Hacker News new | ask | show | jobs
by radford-neal 1125 days ago
As the author admits at the end, this is rather misleading. In normal usage, "overfit" is by definition a bad thing (it wouldn't be "over" if it was good). And the argument given does nothing to show that Bayesian inference is doing anything bad.

To take a trivial example, suppose you have a uniform(0,1) prior for the probability of a coin landing heads. Integrating over this gives a probability for heads of 1/2. You flip the coin once, and it lands heads. If you integrate over the posterior given this observation, you'll find that the probability of the value in the observation, which is heads, is now 2/3, greater than it was under the prior.

And that's OVERFITTING, according to the definition in the blog post.

Not according to any sensible definition, however.

2 comments

I was writing another comment based on that same example and his leaving-one-out calculations (at least based on what I understood).

The posterior vs prior would be the extreme case of a leaving-one-out procedure - leaving the only data point out there is nothing left.

The divergence between the data and the model goes down when we include information about the data in the model. That doesn't seem a controversial opinion. (That's how the blog post is introduced here: https://twitter.com/YulingYao/status/1662284440603619328)

---

If the data consists of two flips they are either equal or different (the former becomes more likely as the true probability diverges from 0.5).

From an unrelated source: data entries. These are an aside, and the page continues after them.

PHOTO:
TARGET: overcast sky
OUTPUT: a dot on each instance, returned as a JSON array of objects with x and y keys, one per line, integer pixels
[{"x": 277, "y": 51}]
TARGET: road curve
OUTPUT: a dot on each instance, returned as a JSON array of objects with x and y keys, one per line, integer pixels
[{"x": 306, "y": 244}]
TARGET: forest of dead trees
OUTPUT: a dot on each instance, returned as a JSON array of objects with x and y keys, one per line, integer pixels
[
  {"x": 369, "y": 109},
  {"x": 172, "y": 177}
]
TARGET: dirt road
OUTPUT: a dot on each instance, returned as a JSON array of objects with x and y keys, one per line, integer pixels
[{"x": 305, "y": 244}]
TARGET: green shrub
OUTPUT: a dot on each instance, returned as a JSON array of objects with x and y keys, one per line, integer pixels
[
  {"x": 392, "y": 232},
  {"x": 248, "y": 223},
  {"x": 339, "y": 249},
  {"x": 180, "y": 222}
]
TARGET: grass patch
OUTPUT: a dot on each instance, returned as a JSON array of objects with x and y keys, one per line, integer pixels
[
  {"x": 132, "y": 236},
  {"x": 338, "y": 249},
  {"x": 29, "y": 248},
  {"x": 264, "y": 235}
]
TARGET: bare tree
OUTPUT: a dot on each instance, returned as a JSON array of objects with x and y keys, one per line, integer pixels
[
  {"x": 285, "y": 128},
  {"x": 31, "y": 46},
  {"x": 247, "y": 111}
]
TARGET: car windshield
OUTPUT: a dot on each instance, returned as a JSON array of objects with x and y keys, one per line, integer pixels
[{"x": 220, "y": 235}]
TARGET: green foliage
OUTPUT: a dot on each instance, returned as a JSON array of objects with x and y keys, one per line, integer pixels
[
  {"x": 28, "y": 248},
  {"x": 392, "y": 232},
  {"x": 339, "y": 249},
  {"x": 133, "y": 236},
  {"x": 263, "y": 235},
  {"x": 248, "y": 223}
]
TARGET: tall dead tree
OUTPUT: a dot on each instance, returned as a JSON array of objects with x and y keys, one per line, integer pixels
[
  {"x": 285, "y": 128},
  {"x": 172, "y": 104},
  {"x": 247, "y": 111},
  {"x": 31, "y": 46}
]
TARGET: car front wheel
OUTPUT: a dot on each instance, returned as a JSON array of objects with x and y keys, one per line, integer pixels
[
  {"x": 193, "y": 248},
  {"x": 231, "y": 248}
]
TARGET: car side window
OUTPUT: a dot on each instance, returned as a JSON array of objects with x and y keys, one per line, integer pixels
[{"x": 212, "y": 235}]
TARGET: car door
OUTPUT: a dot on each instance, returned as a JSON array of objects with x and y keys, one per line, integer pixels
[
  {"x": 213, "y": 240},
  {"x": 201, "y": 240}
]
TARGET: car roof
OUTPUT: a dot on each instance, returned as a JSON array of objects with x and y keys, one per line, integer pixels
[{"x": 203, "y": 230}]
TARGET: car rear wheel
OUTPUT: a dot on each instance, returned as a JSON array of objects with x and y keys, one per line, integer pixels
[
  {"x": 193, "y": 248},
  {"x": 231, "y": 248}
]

a) If the data is the same, the posterior probability of that result is 3/4. The log score is 2 log(3/4) = -0.6

When we check the out-of-sample log score for each one based on the 2/3 posterior obtained from the other we get in each case a log score log(2/3) = -0.4

b) If the data is different, the posterior probability is still 1/2. The log score is 2 log(1/2) = 2 -0.7 = -1.4

When we check the out-of-sample log score for each one based on the 1/3 posterior for getting that result obtained from the other we get in each case a log score log(1/3) = -1.1

When there is a small amount of information the variance of any estimation is very big and this explains what happens in that example. Overfitting implies a different behavior in training and in test and this is related to a big variance in the estimation of the error. So small amount of information implies that any model suffer overfitting and big variance, so is a general result not related especifically with Bayes.